For profiling on Windows you can use LTProf. Cheap, but not great: http://successfulsoftware.net/2007/12/18/optimising-your-application/
(I think Microsoft are really shooting themself in the foot by not providing a decent profiler with the cheaper versions of Visual Studio.)
For coverage I prefer Coverage Validator on Windows: http://successfulsoftware.net/2008/03/10/coverage-validator/ It updates the coverage in real time.
I've done this a lot. If you have an IDE, or an ICE, there is a technique that takes some manual effort, but works without fail.
Warning: modern programmers hate this, and I'm going to get downvoted. They love their tools. But it really works, and you don't always have the nice tools.
I assume in your case the code is something like DSP or video that runs on a timer and has to be fast. Suppose what you run on each timer tick is subroutine A. Write some test code to run subroutine A in a simple loop, say 1000 times, or long enough to make you wait at least several seconds.

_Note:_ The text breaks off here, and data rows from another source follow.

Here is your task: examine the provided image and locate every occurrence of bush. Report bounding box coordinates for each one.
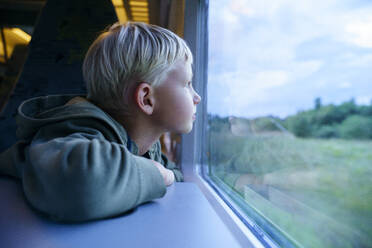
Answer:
[288,114,312,138]
[313,125,339,139]
[339,115,372,139]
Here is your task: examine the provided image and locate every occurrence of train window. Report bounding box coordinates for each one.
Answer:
[206,0,372,247]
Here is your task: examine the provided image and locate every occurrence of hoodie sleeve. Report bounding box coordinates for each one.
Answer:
[21,133,166,221]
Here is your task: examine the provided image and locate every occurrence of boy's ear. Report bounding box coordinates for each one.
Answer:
[134,83,155,115]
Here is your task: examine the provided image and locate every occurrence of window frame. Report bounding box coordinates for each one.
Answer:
[179,0,278,247]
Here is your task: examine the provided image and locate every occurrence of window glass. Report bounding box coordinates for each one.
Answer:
[207,0,372,247]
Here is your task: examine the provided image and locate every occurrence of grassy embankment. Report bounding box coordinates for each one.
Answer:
[211,132,372,247]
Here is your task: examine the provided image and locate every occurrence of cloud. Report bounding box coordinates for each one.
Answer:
[338,82,351,89]
[208,0,372,116]
[345,16,372,48]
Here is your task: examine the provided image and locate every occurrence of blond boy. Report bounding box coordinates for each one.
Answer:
[0,22,200,221]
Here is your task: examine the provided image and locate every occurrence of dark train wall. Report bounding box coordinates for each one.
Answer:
[0,0,117,152]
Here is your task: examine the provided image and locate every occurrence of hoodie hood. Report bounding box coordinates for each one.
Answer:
[16,95,127,144]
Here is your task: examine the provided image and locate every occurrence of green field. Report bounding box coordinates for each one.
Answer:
[209,132,372,247]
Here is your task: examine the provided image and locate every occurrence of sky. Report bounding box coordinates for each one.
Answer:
[208,0,372,118]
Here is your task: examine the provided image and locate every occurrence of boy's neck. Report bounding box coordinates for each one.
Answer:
[115,113,162,155]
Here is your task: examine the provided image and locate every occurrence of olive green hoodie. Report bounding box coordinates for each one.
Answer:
[0,95,182,221]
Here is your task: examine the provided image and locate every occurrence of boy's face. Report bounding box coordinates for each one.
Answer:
[153,60,201,133]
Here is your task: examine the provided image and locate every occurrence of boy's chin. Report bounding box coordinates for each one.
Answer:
[178,125,193,134]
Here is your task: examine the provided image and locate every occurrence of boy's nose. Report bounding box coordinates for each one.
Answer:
[193,91,201,105]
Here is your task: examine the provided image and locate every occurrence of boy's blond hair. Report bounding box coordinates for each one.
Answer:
[83,22,192,112]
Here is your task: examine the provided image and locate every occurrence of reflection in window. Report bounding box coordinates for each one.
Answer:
[208,0,372,247]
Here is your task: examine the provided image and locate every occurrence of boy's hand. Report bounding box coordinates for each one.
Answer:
[153,160,174,186]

While it's running, randomly halt it with a pause key and sample the call stack (not just the program counter) and record it. (That's the manual part.) Do this some number of times, like 10. Once is not enough.
Now look for commonalities between the stack samples. Look for any instruction or call instruction that appears on at least 2 samples. There will be many of these, but some of them will be in code that you could optimize.
Do so, and you will get a nice speedup, guaranteed. The 1000 iterations will take less time.
The reason you don't need a lot of samples is you're not looking for small things. Like if you see a particular call instruction on 5 out of 10 samples, it is responsible for roughly 50% of the total execution time. More samples would tell you more precisely what the percentage is, if you really want to know. If you're like me, all you want to know is where it is, so you can fix it, and move on to the next one.
Do this until you can't find anything more to optimize, and you will be at or near your top speed.
Read more... Read less...
For complex applications I am a great fan of Intel's Vtune. It is a slightly different mindset to a traditional profiler that instruments the code. It works by sampling the processor to see where instruction pointer is 1,000 times a second. It has the huge advantage of not requiring any changes to your binaries, which as often as not would change the timing of what you are trying to measure.
Unfortunately it is no good for .net or java since there isn't a way for the Vtune to map instruction pointer to symbol like there is with traditional code.
It also allows you to measure all sorts of other processor/hardware centric metrics, like clocks per instruction, cache hits/misses, TLB hits/misses, etc which let you identify why certain sections of code may be taking longer to run than you would expect just by inspecting the code.
If you're doing an 'on the metal' embedded 'C' system (I'm not quite sure what 'mobile' implied in your posting), then you usually have some kind of timer ISR, in which it's fairly easy to sample the code address at which the interrupt occurred (by digging back in the stack or looking at link registers or whatever). Then it's trivial to build a histogram of addresses at some combination of granularity/range-of-interest.
It's usually then not too hard to concoct some combination of code/script/Excel sheets which merges your histogram counts with addresses from your linker symbol/list file to give you profile information.
If you're very RAM limited, it can be a bit of a pain to collect enough data for this to be both simple and useful, but you would need to tell us a more about your platform.